Key documents your family needs

The amount of estate planning your parents should have will vary depending on the complexity of their financial situation and inheritance laws of the state they live in. But there are a few documents that nearly everyone should have:

1. Simple will

A will outlines your parents' wishes for how they want things to happen after they die, and the rationale for having one is simple: If they don't indicate how they want your property distributed after they're gone, the state will do it for them. And depending on your state's rules governing inheritance under such circumstances, known as intestacy laws, that may look wildly different than what they — and you — were expecting.

Not having a will is the worst financial mistake a person can make, Jill Schlesinger, a CFP and business analyst for CBS, told Grow. It's "by far the worst thing you can possibly do, because the stakes are so high," she said.

Not having the documents done can create a huge mess that you could have to clean up.
Sharon Duncan
Certified financial planner, Selah Financial Services

2. Financial power of attorney

Not all estate-planning documents kick in only once someone has died. A financial power of attorney allows a parent to appoint someone they trust, called an "agent" in many states, to make financial decisions on their behalf in the case that they are not able to do so on their own. Depending on the type of power of attorney, the agent could, for instance, file taxes or pay bills on the grantor's behalf, should they become unreachable, either because they are out of the country or have become incapacitated.

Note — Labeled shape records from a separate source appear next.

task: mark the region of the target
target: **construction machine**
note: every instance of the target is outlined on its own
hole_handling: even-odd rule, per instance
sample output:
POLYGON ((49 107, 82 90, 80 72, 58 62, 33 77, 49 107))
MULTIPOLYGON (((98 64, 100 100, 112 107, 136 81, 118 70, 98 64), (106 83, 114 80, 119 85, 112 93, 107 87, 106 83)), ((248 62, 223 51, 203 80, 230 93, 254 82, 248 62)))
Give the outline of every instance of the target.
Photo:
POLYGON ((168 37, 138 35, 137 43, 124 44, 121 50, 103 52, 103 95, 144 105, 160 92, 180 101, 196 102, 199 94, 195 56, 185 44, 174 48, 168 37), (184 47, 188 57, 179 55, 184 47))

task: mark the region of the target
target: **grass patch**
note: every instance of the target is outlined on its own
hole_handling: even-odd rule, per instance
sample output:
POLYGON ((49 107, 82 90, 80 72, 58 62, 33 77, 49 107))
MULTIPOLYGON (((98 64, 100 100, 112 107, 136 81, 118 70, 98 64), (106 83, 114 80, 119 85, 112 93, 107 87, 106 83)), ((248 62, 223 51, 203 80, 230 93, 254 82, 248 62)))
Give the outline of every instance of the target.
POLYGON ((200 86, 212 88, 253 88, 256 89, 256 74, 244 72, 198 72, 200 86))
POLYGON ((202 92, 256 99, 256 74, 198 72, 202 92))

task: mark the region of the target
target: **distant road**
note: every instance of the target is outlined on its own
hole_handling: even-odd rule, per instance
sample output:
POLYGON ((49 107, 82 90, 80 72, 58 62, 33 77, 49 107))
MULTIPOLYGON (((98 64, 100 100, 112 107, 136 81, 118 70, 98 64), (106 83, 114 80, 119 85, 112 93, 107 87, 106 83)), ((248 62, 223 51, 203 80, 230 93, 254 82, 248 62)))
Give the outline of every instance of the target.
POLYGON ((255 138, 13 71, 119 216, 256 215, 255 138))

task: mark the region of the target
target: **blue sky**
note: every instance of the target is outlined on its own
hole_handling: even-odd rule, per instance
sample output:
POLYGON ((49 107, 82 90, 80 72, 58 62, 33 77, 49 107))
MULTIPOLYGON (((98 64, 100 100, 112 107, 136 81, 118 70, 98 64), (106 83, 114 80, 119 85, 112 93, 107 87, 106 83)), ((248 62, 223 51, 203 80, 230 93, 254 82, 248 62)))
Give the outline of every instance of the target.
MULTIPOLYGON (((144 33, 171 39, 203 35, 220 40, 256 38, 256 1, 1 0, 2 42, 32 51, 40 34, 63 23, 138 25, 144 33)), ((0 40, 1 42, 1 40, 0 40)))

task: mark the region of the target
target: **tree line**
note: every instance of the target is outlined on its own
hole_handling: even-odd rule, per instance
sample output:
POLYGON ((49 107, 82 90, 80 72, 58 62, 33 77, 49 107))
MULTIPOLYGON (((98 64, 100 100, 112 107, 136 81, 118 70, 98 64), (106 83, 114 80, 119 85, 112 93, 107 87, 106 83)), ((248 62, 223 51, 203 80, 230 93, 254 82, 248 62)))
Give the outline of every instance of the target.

By naming you as their agent, your parents can ensure that you could keep their financial house in order should anything happen to them.

3. Health-care power of attorney and advance directives

In a similar vein, your parents may also want to name you as their agent to deal with health-care decisions. A durable power of attorney for health care, also known as a health-care proxy, would give you the authority to allow your parents' doctors to administer or withhold medical treatments.

Depending on where you live, this document may be tied in with another document called a living will or advance directive. This document indicates someone's wishes regarding life-sustaining treatments in the case that they're unable to communicate in a terminally ill or permanently vegetative state.

"If you're 18 to 108, you should have a health-care directive," says Chas Rampenthal, head of industry relations at LegalZoom. "There's no reason to put your family through the process of trying to guess what you want when you have an option to tell them what you want. It sounds hyperbolic, but it's a true act of love for your family."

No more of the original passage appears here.